Mass peaceful demonstrations have taken place across the country ever since, despite the junta banning large gatherings, and this weekend security forces opened fire on protestors.
The junta claims it will relinquish power once an election is held, but has not yet proposed a date.
North Korea hack
North Korea has hacked Pfizer to try to steal Covid-19 vaccine technology, according to South Korean intelligence officials. North Korea, under the rule of Kim Jong-un, has long been an aggressive player in cyberspace, using hacking as a military tool and as a way to raise cash. The country is thought to be behind the ransomware computer virus that briefly crippled the NHS in 2017, and is a prime suspect in the theft of $281 million in cryptocurrencies last week.

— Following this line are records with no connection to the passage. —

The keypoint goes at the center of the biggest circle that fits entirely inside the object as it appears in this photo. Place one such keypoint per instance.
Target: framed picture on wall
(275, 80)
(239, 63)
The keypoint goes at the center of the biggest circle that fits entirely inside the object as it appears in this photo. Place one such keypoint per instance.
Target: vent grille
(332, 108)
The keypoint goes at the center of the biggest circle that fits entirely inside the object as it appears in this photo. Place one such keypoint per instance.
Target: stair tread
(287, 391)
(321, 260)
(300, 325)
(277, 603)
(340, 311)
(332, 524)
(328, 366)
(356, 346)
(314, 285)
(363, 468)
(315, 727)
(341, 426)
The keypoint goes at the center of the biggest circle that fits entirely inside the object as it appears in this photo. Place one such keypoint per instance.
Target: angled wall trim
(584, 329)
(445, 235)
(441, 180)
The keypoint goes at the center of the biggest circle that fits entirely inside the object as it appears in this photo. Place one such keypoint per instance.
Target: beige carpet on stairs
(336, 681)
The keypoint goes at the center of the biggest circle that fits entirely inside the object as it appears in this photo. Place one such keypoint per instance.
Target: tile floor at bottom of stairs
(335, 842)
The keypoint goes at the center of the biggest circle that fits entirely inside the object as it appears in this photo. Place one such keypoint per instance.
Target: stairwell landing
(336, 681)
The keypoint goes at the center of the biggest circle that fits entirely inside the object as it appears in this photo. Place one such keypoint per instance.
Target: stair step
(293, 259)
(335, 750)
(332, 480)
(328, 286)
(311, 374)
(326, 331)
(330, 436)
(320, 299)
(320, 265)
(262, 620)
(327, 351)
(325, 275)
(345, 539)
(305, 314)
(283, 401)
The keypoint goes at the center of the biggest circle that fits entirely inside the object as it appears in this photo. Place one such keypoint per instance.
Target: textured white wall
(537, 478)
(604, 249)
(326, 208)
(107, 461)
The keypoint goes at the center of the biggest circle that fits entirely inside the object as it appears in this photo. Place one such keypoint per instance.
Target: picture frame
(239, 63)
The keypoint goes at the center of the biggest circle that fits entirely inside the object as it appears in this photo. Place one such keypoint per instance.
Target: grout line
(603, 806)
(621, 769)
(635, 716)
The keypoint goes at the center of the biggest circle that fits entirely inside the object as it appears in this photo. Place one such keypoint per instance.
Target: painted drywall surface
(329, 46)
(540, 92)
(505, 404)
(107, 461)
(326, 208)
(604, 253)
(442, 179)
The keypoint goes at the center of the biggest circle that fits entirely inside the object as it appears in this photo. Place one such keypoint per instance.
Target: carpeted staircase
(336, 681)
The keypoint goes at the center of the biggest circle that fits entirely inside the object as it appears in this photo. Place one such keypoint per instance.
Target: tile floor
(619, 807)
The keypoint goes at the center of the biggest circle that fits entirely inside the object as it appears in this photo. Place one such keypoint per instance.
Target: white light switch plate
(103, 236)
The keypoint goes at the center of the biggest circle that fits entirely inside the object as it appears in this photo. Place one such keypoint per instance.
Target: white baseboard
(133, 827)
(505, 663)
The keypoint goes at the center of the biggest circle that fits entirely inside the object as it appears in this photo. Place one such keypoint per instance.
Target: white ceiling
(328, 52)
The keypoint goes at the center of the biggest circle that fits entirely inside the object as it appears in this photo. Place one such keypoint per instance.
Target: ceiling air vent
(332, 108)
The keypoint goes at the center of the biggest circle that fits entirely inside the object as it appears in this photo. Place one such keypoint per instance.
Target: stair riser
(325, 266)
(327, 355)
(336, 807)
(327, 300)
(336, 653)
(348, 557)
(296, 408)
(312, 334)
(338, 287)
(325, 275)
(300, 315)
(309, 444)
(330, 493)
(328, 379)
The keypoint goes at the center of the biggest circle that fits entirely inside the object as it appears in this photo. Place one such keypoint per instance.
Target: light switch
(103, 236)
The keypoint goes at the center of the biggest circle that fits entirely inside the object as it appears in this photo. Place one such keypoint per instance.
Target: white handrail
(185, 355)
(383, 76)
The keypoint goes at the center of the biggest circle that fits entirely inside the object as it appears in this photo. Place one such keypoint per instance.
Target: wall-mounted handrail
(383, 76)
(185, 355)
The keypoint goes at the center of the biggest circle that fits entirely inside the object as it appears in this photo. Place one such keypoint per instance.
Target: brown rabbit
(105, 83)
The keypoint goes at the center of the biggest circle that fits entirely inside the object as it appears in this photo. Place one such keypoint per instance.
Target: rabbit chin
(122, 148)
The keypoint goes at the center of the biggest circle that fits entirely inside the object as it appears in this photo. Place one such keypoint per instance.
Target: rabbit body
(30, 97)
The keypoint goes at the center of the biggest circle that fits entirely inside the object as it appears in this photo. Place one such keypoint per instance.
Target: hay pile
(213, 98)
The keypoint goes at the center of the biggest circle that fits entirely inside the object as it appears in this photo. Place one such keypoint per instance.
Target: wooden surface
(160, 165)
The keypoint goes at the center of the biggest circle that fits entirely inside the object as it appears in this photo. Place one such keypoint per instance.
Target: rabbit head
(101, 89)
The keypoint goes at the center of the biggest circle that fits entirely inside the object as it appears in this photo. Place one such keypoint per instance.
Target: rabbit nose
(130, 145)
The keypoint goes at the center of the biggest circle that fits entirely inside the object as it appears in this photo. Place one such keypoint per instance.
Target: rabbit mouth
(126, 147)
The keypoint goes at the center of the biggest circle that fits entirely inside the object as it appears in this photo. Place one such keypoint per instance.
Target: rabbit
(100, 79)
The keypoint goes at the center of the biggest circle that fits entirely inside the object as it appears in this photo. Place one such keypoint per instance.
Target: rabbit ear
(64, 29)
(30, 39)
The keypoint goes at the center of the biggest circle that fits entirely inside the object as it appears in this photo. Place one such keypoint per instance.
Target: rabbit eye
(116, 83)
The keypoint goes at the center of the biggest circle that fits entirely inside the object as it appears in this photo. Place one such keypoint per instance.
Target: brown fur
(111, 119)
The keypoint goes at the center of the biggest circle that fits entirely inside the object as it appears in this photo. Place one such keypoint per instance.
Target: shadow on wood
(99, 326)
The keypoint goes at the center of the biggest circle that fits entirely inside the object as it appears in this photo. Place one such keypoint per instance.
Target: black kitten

The economic and geopolitical value of vaccines is sky-high and stealing intellectual property to gain an edge will be tempting for renegade nations. In November last year Microsoft revealed that nine health and pharmaceutical companies had been targeted by hackers tied to Russia and North Korea.
The world is in the dark about how well the hermit kingdom is coping with the pandemic as all NGOs have now left. North Korea is scheduled to receive two million AstraZenaca vaccines in the coming weeks, but it claims not to have recorded a single Covid infection. North Korean media also claimed its football team had beaten Brazil 1-0 in the 2010 World Cup. They lost 2-1.